Fine-tune how the crawler operates on the Crawler Settings panel (collapsible at the top of the Data Crawler tab):

  • Max Threads (1-10) β€” how many pages the crawler fetches simultaneously. Higher values crawl faster but put more load on your server. Default: 3.
  • Relax Time (0-10 seconds) β€” pause between requests to be gentle on your server. Use 1-2 seconds for shared hosting, 0 for powerful servers.
  • Follow Documents β€” when enabled, the crawler also follows and indexes linked PDF, DOCX, and other document files found on your pages.
  • Renderer β€” controls how pages are fetched:
    • Auto (recommended) β€” tries fast HTTP first, falls back to a headless browser for JavaScript-heavy pages
    • Curl β€” fast HTTP fetching only, works for most WordPress sites
    • Browser β€” always uses a headless Chromium browser, required for heavily JavaScript-rendered content
Crawl mode is Shallow Host

The crawler always operates in Shallow Host mode (Mode 5) β€” it only crawls URLs listed in your sitemap, staying strictly on your domain. It will never follow links to external sites or crawl pages you have not included in your sitemap. This is hardcoded for safety and cannot be changed.

Scheduled Crawls

Set up automatic re-crawls to keep your index fresh without manual intervention:

  • Frequency β€” choose Daily, Weekly, or Monthly
  • Keep Fresh Days β€” the number of days before a page is considered stale and re-crawled. Pages crawled within this window are skipped to save bandwidth.
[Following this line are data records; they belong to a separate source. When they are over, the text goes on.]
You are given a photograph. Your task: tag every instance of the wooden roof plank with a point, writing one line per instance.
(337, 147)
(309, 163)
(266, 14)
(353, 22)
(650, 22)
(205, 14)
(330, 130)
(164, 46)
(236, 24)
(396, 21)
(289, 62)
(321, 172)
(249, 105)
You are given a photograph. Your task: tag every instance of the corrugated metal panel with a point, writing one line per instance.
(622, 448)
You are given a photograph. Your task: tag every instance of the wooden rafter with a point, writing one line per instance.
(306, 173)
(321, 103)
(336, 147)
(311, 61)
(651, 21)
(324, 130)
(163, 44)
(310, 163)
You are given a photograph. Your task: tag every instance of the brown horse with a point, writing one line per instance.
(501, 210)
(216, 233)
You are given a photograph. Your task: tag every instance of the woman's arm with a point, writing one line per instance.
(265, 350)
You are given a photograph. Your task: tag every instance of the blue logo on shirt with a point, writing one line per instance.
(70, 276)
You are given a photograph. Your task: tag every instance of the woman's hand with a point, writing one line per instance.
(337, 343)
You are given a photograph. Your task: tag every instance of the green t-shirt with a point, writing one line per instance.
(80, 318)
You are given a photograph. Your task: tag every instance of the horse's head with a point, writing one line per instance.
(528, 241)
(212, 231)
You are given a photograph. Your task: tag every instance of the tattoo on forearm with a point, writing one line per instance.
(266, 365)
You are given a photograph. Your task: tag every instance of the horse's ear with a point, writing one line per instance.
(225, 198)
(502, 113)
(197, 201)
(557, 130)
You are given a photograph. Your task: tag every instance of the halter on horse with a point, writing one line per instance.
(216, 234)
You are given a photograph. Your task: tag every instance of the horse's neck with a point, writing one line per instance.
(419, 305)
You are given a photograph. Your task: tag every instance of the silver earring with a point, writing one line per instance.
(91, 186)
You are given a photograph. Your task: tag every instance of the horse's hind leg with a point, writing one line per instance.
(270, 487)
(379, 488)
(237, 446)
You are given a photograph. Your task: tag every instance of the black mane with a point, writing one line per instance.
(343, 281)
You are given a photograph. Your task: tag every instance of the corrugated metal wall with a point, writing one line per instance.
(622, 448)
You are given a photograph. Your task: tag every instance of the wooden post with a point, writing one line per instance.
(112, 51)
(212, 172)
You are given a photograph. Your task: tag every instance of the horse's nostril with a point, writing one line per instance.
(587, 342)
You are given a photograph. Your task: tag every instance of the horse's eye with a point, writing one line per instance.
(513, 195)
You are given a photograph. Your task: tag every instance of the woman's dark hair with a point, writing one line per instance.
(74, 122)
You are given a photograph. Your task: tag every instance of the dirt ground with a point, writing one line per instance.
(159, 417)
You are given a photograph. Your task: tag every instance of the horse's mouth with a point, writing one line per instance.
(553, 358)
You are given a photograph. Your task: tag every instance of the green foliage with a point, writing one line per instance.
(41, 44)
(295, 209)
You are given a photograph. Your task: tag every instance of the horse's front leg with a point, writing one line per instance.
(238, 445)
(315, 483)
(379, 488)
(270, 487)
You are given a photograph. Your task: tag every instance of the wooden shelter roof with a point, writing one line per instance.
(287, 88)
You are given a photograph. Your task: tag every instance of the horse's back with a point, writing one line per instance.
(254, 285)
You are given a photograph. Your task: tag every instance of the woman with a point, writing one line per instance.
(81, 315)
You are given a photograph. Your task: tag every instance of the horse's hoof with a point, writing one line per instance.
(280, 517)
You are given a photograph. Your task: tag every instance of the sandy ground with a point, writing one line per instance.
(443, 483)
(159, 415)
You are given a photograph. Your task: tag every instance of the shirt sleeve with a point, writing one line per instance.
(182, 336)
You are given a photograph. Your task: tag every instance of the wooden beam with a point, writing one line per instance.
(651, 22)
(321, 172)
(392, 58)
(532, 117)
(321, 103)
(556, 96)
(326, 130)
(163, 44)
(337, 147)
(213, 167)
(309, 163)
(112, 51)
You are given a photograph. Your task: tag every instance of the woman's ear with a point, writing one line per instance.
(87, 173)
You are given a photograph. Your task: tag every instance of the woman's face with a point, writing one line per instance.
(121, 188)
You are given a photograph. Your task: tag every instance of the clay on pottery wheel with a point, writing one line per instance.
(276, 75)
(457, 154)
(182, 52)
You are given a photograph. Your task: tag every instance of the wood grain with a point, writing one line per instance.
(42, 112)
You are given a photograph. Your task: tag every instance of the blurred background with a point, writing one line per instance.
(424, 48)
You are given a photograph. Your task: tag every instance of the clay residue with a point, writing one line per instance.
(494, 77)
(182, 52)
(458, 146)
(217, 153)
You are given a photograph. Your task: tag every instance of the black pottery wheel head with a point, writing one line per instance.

Scheduled crawls run as "Reindex Everything" β€” they add and update documents without deleting anything from your index.

Stopping a Crawl

Click Stop at any time to halt a running crawl. Already-indexed pages stay in your index β€” nothing is lost. You can resume later from where it stopped.

What the Crawler Extracts

The Opensolr crawler extracts structured data from every page it visits:

Text & Metadata

Page title, meta description, full body text, Open Graph tags, Twitter cards, canonical URL, author, publication date

Structured Data

JSON-LD (Article, Product, BreadcrumbList), Microdata, RDFa β€” prices, categories, ratings, and taxonomy hierarchies

Images

Featured images, Open Graph images, product gallery images β€” stored with full URLs for search result thumbnails

AI Enrichment

On vector-enabled plans: BGE-m3 embeddings (1024 dimensions), sentiment analysis, and automatic language detection β€” all computed server-side during the crawl

Crawl + Ingest = best of both worlds

Use the crawler for comprehensive, scheduled indexing and add Data Ingestion for instant updates when you publish or edit a post. Both methods produce identical documents β€” no duplicates, just faster freshness.